De um trono-espelho no centro do palco, Ney Matogrosso aparece: imperativo, emplumado, cigano, atento aos sinais, como sempre, amante da sorte. Flashes de luz e câmeras fragmentam a imagem, nublam a visão da potência-ó em cena. A imagem pede passagem: “A cidade é tanto do mendigo quanto do policial / (...) / Todo mundo tem direito à vida / Todo mundo tem direito igual / Travesti trabalhador turista / Solitário família casal” (“Rua da passagem”, Arnaldo Antunes e Lenine). E é assim, sem levantar bandeiras individuais, mas disposto na vigília pelos direitos coletivos de respeitabilidade mútua, que Ney Matogrosso faz do corpo e da voz instrumentos contra a hipocrisia social.

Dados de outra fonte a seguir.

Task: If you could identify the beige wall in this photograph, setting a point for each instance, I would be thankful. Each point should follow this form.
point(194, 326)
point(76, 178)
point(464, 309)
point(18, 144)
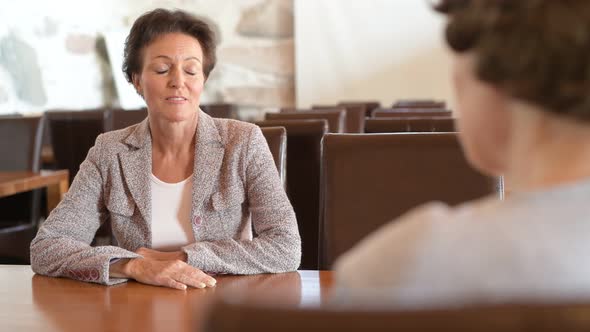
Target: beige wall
point(379, 49)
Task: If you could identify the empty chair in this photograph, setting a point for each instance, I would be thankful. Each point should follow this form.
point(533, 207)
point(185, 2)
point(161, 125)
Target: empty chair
point(419, 103)
point(120, 118)
point(336, 118)
point(20, 213)
point(221, 110)
point(73, 133)
point(355, 117)
point(369, 106)
point(400, 125)
point(409, 113)
point(369, 180)
point(276, 137)
point(231, 316)
point(303, 180)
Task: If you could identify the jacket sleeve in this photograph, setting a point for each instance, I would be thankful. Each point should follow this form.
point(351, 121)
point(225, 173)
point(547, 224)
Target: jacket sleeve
point(277, 246)
point(62, 245)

Desde sempre, a canção popular brasileira tem o árduo trabalho de ser o espelho por onde a diversidade cultural se mira, onde o tabu vira totem. “A luta entre o que se chamaria Incriado e a Criatura – ilustrada pela contradição permanente do homem e o seu Tabu”, anotaria Oswald de Andrade. “No espelho minh’alma chora / Lá fora está tão gelado / Sozinha nesta cozinha / Em pé eu tomo um café / Na pia a louça suja / Me lembra da roupa suja / No tanque que a vida é” (“Noite torta”, Itamar Assumpção), canta Matogrosso. Remelexendo-se criticamente em cena, via instinto caraíba, Ney desvela uma série de sutilezas “que a brisa do Brasil beija e balança” e aponta o “incêndio nas ruas / lixo na porta e na escada / sangue em cada esquina mal dobrada” (“Incêndio”, Pedro Luís).

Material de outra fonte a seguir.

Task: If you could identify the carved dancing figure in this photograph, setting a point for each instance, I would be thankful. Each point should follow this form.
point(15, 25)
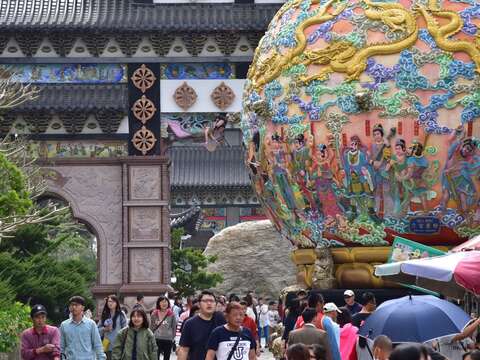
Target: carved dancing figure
point(417, 164)
point(380, 154)
point(397, 168)
point(215, 135)
point(324, 167)
point(460, 166)
point(280, 173)
point(359, 179)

então alguma coisa como canto sai de alguma coisa como boca, alguma coisa como um á, um ó, um ó enorme, que toma primeiro os ouvidos e depois se estende pelas costas, a penugem do ventre”, as palavras de Nuno Ramos – Livro Ó – me servem para entrar em contato com a pintura abstrata da figura em cena. A vocoperformance de Ney Matogrosso é inaugural de novas/outras estruturas críticas. E sintomática de um país que realiza a própria crítica no jeito de corpo misturado de seu povo: profundamente afinado com as ideias de antropofagia. Corpo político. Voz engajada. Ambos amalgamados, indissociáveis a serviço do despertar do emblema Brasil, pelo sinuoso tecido de fios semióticos exóticos de tão óbvios.

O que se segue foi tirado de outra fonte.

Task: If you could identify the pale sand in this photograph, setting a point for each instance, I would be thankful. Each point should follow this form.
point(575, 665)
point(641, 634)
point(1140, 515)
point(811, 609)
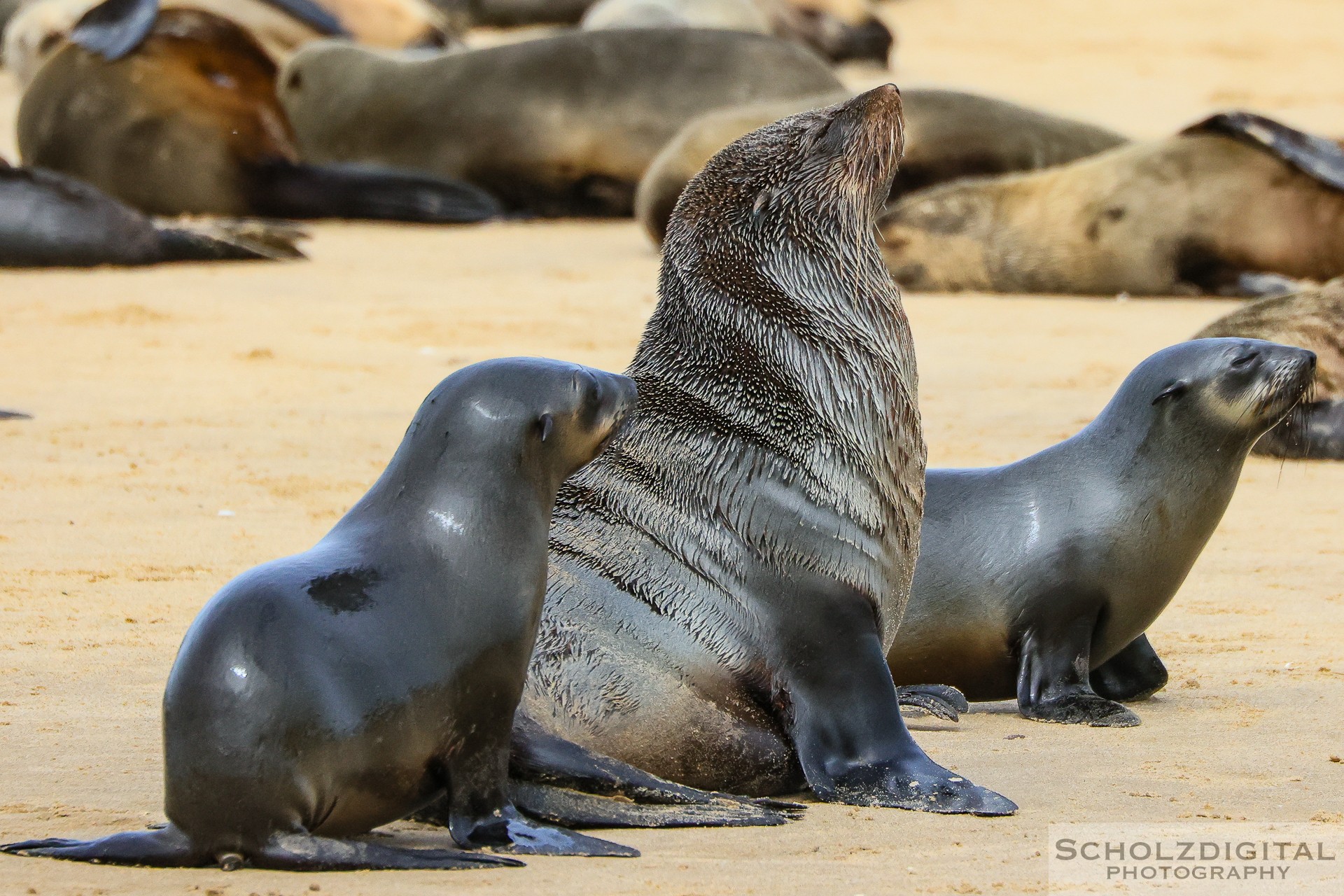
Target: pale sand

Do centro da certeza da brevidade da vida, Ney entoa alto: “Vida louca vida / Vida breve / Já que eu não posso te levar / Quero que você me leve / Tô cansado de tanta babaquice, tanta caretice / Desta eterna falta do que falar” (“Vida louca vida”, Lobão e Bernardo Vilhena). Agradece os aplausos, gritos e ais. E lascivamente muda de roupa. Ali. Pele sobre pele. Pele por pele. Diante da plateia que se realiza através do gesto do artista em cena. “Meu samba não se importa se eu não faço rima / Se pego na viola e ela desafina / Meu samba não se importa se eu não tenho amor / Se dou meu coração assim sem disciplina” (“Roendo as unhas”, Paulinho da Viola), canta, como o artista-pensador da cultura que é. “De fato, nós, filósofos e ‘espíritos livres’, ante a notícia de que o ‘velho Deus morreu’ nos sentimos como iluminados por uma nova aurora; nosso coração transborda de gratidão, espanto, pressentimento, expectativa [...] novamente é permitida toda a ousadia de quem busca o conhecimento”, anota Nietzsche em A gaia ciência.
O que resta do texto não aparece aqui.